Revisiting Cache Freshness for Emerging Real-Time Applications
Ziming Mao, Rishabh Iyer, Scott Shenker, Ion Stoica
TL;DR
The paper tackles the limitation of TTL-based caching for real-time freshness in modern applications. It introduces a bounded-staleness model with costs $C_F$ and $C_S$ and shows that reacting to writes with updates or invalidates—batched over a window $T$—can reduce overhead compared to TTL policies.
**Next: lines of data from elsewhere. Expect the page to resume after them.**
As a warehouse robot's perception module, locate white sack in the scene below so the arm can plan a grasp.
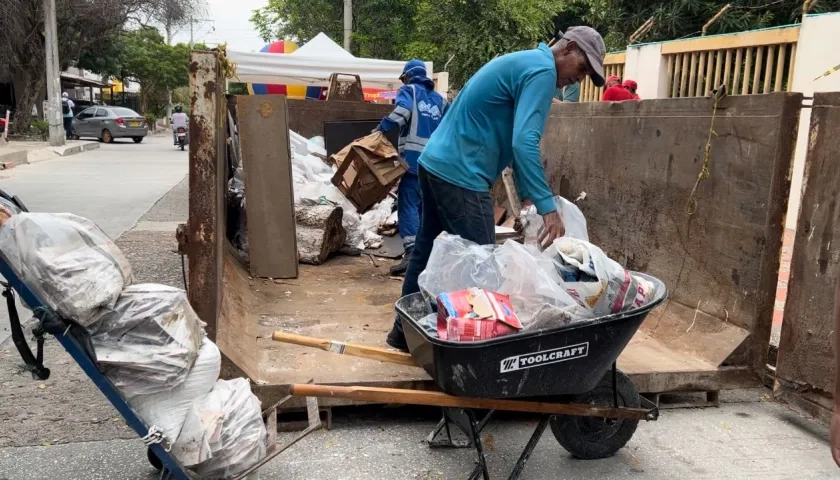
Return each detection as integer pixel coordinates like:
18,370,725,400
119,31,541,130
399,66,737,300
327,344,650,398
418,233,591,326
128,338,222,444
521,195,589,244
545,237,655,316
194,378,267,479
91,284,205,398
0,212,131,328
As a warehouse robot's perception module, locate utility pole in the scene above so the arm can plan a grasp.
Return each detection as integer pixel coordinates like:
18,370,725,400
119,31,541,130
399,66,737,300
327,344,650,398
344,0,353,52
44,0,65,147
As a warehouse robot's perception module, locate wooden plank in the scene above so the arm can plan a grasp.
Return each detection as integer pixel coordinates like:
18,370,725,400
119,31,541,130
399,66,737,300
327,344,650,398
665,55,674,97
729,48,744,95
694,52,712,97
761,45,781,93
773,45,787,92
237,95,298,278
785,43,796,92
776,92,840,395
604,52,627,65
187,51,227,341
703,52,722,96
271,330,419,367
741,48,754,95
661,26,799,55
289,384,647,420
683,52,697,97
718,50,732,93
750,47,764,95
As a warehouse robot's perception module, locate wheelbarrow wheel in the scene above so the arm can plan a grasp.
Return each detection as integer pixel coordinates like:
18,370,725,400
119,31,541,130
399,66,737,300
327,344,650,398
146,448,163,471
550,371,641,460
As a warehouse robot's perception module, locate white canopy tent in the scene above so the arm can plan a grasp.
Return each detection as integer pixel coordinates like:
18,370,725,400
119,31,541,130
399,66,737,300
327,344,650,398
227,33,432,90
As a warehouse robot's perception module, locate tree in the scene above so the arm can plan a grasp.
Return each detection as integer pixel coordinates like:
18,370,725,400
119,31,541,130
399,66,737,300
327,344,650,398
78,27,195,115
0,0,156,131
141,0,207,44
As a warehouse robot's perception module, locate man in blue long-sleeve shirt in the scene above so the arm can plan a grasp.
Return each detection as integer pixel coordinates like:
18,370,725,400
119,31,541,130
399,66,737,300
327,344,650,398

An adaptive per-object policy is derived to decide between updates and invalidates based on per-object costs $c_u$, $c_i$, $c_m$ and read/write probabilities, and practical realization uses Top-K and Count-min sketches to estimate $E[W]$. Simulations on multiple workloads demonstrate substantial gains in freshness-related throughput and latency, while the paper also outlines open challenges around reliable delivery, many-to-many dependencies, and eviction integration.
Abstract
Caching is widely used in industry to improve application performance by reducing data-access latency and taking the load off the backend infrastructure. TTLs have become the de-facto mechanism used to keep cached data reasonably fresh (i.e., not too out of date with the backend). However, the emergence of real-time applications requires tighter data freshness, which is impractical to achieve with TTLs. We discuss why this is the case, and propose a simple yet effective adaptive policy to achieve the desired freshness.